RASC News Agency: In one of the most controversial policy announcements in recent months, Germany’s former Interior Minister, Alexander Dobrindt, has declared that Berlin is prepared to enter into limited cooperation with the Taliban regime in Afghanistan to facilitate the deportation of Afghanistani migrants with criminal records. The statement, made during an interview with Germany’s Welt TV, comes despite the fact that Berlin has not formally recognized the Taliban as the legitimate government of Afghanistan. Dobrindt emphasized that Germany’s national security interests justify engaging with what he referred to as the “de facto authorities” in Kabul. “Our responsibility is first and foremost to the safety of the German people,” he said, “and that includes the removal of dangerous individuals even if this requires coordination with the Taliban.”
Observers believe this signals a shift toward political pragmatism, where public pressure for domestic security begins to outweigh the traditional emphasis on international human rights. While interaction with the Taliban is widely viewed by international institutions as problematic, Berlin appears to be framing this engagement as strictly operational and “low-level” to minimize political fallout. The first instance of such cooperation occurred in August 2024, when 28 Afghanistani nationals convicted of crimes and denied residency were deported from Germany to Kabul via Qatari mediation. Qatar, having long played a back-channel role between the West and the Taliban, facilitated the transfer. Now, Berlin seems poised to institutionalize this approach.

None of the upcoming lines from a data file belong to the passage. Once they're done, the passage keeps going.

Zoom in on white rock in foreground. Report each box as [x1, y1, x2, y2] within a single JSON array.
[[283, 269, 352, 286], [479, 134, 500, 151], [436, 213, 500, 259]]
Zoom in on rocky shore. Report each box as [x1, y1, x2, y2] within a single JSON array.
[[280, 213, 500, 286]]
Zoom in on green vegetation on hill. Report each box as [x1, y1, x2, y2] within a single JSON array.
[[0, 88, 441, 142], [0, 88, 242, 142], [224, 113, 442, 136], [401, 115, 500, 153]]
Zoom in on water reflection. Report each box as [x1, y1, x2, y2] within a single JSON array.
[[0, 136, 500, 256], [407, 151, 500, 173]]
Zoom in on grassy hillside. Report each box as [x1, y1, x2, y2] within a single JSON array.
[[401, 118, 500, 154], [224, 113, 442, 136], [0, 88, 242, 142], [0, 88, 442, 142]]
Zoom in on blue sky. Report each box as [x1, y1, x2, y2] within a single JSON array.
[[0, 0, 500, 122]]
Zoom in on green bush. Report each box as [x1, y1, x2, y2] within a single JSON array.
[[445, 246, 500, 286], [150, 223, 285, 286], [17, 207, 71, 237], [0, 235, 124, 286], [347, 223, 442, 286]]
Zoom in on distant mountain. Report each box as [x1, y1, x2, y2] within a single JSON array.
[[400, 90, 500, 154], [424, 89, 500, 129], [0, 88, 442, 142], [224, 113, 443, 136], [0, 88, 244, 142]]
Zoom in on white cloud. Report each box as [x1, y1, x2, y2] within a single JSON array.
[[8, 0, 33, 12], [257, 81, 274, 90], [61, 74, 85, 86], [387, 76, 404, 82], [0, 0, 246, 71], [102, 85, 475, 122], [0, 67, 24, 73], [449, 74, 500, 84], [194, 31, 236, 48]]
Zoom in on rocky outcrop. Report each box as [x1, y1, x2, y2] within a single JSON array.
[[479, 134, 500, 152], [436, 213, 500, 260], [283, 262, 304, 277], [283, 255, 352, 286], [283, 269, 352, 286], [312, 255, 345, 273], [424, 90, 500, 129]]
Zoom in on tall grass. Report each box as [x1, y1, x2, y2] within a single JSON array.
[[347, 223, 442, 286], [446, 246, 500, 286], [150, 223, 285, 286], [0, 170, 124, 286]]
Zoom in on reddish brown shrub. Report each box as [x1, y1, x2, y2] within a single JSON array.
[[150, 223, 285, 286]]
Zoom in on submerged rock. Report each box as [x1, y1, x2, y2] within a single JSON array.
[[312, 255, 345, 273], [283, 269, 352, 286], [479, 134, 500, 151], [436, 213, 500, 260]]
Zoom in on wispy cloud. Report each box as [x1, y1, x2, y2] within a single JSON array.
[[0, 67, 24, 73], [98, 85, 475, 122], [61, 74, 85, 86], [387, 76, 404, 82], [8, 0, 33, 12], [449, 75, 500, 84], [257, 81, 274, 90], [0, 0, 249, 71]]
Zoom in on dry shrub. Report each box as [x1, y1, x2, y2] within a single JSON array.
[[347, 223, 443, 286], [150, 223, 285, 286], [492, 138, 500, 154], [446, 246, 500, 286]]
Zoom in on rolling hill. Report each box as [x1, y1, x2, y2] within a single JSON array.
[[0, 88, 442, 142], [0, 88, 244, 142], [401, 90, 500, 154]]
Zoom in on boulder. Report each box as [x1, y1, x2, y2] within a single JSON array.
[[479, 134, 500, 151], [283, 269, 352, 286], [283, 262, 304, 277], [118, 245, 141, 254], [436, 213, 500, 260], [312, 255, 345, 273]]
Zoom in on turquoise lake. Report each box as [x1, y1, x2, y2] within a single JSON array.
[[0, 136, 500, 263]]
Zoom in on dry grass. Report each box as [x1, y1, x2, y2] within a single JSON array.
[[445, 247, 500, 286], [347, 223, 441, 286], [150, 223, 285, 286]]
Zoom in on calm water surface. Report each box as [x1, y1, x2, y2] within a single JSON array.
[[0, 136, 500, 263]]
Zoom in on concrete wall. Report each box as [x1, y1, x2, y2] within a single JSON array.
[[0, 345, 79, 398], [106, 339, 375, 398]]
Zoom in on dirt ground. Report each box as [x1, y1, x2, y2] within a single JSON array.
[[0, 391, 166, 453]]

This development has triggered deep concerns among legal experts and human rights organizations. Many warn that deporting individuals even those with criminal convictions into Taliban-controlled territory exposes them to torture, extrajudicial punishment, or even execution. Afghanistan under Taliban rule remains a country where due process is non-existent and repression is routine. Critics argue that this cooperation, no matter how limited, risks conferring legitimacy on a regime that has systematically dismantled human rights and democratic norms. Since taking power in 2021, the Taliban have imposed draconian restrictions on women, eliminated independent media, crushed civil society, and reinstated public floggings and executions.
While the German government continues to insist that it does not formally recognize the Taliban, this emerging policy trend may serve as a troubling model for how other Western democracies approach unrecognized but powerful regimes. As deportations continue and the Taliban deepen their authoritarian rule, the broader cost of such engagement both humanitarian and political may prove far more dangerous than anticipated.